Set +x to the koboldcpp executable and launch it, select 'Load config' and point at the config file, then hit 'launch'.
Wait until the model weights are downloaded and launched, then open a browser and go to:
* http://localhost:5001/sdui
EDIT: This will work for Linux, Windows and Mac
Roughly speaking the art seems to have three main functions:
1. promote the story to outsiders: this only works with human-made art
2. enhance the story for existing readers: AI helps here, but is contentious
3. motivate and inspire the author: works great with AI. The ease of exploration and pseudo-random permutations in the results are very useful properties here that you don't get from regular art
By now the author even has an agreement with an artist he frequently commissions that he can use his style in AI art in return for a small "royalty" payment for every such image that gets published in one of his stories. A solution driven both by the author's conscience and by the demands of the readers
- Illustrating blog posts, articles, etc.
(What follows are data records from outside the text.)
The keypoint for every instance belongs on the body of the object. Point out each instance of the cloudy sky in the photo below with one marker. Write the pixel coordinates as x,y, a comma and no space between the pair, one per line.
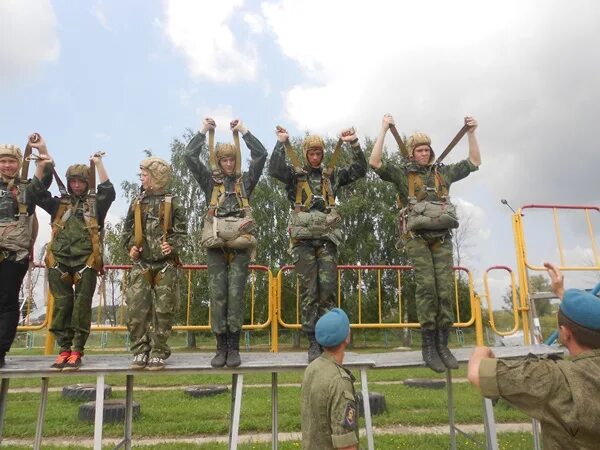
124,76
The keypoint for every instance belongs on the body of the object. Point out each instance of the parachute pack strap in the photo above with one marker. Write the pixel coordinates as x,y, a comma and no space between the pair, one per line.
289,150
61,186
240,192
218,189
137,224
92,178
334,157
452,143
212,157
25,166
302,187
167,222
238,153
399,141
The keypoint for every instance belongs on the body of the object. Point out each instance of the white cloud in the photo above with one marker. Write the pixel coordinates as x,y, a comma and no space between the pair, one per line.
527,70
202,32
28,39
97,11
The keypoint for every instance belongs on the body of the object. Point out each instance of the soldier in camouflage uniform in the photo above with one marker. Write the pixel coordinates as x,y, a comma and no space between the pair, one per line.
315,253
227,266
154,233
561,394
329,412
74,255
421,183
17,232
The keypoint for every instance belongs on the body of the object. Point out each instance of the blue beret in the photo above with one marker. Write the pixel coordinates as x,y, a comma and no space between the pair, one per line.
582,307
332,328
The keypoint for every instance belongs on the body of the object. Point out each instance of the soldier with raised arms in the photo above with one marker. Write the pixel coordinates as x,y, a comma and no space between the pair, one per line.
314,224
154,233
18,229
228,233
427,218
74,254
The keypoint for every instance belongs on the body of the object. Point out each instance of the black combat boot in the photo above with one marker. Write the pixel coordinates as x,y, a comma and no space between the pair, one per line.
441,343
314,350
221,356
430,354
233,349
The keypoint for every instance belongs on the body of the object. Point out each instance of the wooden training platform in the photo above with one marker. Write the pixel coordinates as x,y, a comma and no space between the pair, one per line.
199,363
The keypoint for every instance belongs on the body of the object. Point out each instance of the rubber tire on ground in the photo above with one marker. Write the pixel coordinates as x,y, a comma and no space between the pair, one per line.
205,390
84,391
427,383
114,411
376,402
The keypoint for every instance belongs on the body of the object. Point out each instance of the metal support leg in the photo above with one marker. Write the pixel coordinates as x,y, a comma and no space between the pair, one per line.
364,387
489,424
128,411
274,413
99,413
3,398
236,406
451,410
537,445
37,443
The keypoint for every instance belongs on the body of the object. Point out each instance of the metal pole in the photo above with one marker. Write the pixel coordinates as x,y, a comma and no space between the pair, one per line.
237,404
274,412
364,386
128,411
37,443
451,410
489,424
99,413
3,398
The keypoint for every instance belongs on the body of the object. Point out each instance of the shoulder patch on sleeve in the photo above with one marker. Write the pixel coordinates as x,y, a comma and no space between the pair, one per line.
350,416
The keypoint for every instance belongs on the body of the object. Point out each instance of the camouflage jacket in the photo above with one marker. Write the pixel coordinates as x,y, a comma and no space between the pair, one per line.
398,174
562,395
341,176
329,406
152,208
16,238
230,205
72,245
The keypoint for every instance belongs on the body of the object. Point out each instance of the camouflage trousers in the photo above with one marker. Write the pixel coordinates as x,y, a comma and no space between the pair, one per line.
434,278
73,289
152,298
316,269
227,276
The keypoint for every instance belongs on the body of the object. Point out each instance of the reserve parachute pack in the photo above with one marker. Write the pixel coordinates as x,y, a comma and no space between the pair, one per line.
305,223
227,232
428,215
67,209
18,230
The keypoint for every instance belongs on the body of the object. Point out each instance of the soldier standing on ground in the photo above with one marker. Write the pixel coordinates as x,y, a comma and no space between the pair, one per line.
427,219
228,233
562,394
329,406
153,233
314,224
74,254
17,231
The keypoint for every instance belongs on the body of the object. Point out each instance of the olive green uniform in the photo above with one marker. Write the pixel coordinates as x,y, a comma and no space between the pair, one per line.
429,251
563,395
227,267
152,293
316,259
329,406
71,281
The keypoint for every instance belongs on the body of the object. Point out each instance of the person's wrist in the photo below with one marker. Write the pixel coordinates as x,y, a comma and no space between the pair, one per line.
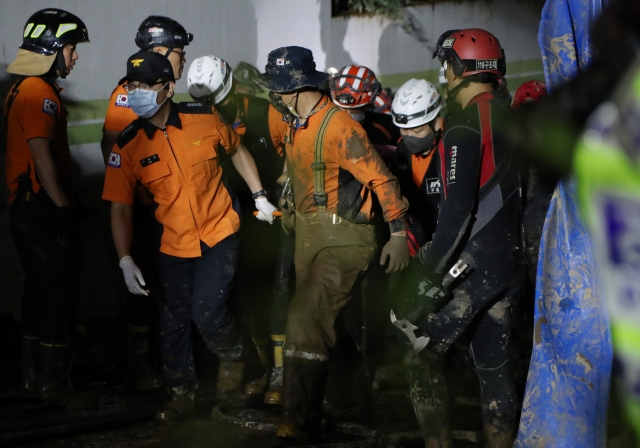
125,260
259,194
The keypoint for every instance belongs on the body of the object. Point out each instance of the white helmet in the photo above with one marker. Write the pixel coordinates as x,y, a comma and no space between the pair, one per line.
442,79
416,103
209,76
- A creativity tool for kids (and adults; consider memes).
- Generating ads. (Consider artisan production and specialized venues.)
- Generating assets for games and similar, such as backdrops and textures.
Like any tool, it takes certain skill to use, and the ability to understand the results.
OTOH these are open-weight models released to the public. We don't get to use more advanced models for free; the free models are likely a byproduct of producing more advanced models anyway. These models can be the freemium tier, or gateway drugs, or a way of torpedoing the competition, if you don't want to believe in the goodwill of their producers.
I tried this prompt on my username: "A painted UFO abducts the graffiti text "Accrual" painted on the side of a rusty bridge."
The bang:buck ratio of Z-Image Turbo is just bonkers.
- 1.5s to generate an image at 512x512
- 3.5s to generate an image at 1024x1024
- 26.s to generate an image at 2048x2048
It uses almost all the 32Gb Gb of VRAM and GPU usage. I'm using the script from the HF post: https://huggingface.co/Tongyi-MAI/Z-Image-Turbo
(I'm not used to using Windows and I don't know how to do anything complicated on that OS. Unfortunately, the computer with the big GPU also runs Windows.)
Update: works great and much faster via ComfyUI + the provided workflow file.
Supports MPS (Metal Performance Shaders). Using something that skips Python entirely along with a mlx or gguf converted model file (if one exists) will likely be even faster.